How have courts interpreted section 998 of the California Vehicle Accident Compensation Act when a plaintiff has made a "token or nominal" offer of settlement?

California, United States of America


The following excerpt is from Horn v. Rand, B255051 (Cal. App. 2015):

"To effectuate the purpose of the statute, a section 998 offer must be made in good faith to be valid. (Wear v. Calderon (1981) 121 Cal.App.3d 818, 821 [].) Good faith requires that the pretrial offer of settlement be 'realistically reasonable under the circumstances of the particular case. Normally, therefore, a token or nominal offer will not satisfy this good faith requirement, . . .' (Id. at p. 821.) The offer 'must carry with it some reasonable prospect of acceptance. [Citation.]' (Elrod v.

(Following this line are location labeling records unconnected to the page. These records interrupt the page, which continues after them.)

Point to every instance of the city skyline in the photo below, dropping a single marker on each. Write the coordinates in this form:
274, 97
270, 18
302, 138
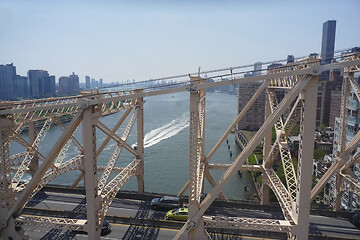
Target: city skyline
123, 40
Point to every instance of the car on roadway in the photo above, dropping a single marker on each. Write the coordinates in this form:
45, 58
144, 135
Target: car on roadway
105, 227
180, 214
166, 202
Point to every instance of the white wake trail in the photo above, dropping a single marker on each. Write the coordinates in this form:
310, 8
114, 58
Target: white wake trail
167, 131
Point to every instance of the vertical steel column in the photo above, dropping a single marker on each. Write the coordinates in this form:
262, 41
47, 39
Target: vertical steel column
342, 136
197, 123
305, 163
91, 179
7, 226
265, 193
34, 165
140, 143
6, 193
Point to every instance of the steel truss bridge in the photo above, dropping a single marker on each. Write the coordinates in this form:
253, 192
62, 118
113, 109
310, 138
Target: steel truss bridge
299, 79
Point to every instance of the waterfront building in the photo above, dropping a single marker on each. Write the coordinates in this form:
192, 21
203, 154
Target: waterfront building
7, 80
93, 83
87, 82
41, 84
69, 84
325, 88
349, 200
328, 42
21, 87
290, 59
257, 69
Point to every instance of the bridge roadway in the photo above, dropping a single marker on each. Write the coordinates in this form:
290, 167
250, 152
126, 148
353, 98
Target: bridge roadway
124, 211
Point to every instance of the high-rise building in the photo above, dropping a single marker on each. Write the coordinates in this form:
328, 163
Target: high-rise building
21, 87
257, 68
69, 85
7, 80
290, 59
41, 84
93, 83
328, 41
349, 200
87, 82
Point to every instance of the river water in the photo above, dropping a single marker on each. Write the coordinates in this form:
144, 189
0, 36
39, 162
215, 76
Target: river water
166, 154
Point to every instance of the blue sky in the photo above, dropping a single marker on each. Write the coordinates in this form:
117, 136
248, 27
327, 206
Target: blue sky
120, 40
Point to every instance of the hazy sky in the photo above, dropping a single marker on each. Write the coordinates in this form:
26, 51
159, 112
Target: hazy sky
120, 40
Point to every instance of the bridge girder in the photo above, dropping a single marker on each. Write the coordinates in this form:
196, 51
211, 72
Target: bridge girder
299, 79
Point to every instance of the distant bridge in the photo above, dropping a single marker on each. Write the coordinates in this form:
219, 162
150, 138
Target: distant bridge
299, 79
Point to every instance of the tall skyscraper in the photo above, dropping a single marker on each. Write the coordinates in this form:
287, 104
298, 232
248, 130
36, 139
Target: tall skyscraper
257, 68
69, 85
7, 80
87, 82
328, 41
21, 87
93, 83
41, 84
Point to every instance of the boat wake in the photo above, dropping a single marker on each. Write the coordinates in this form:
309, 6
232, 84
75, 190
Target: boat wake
167, 131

Oregon Cummins Diesel, Inc. (1987) 195 Cal.App.3d 692, 698 (Elrod).) One having no expectation that his or her offer will be accepted will not be allowed to benefit from a no-risk offer made for the sole purpose of later recovering large expert witness fees. (Pineda v. Los Angeles Turf Club, Inc. (1980) 112 Cal.App.3d 53, 63 [].)" (Jones v. Dumrichob, supra, 63 Cal.App.4th at pp. 1262-1263.)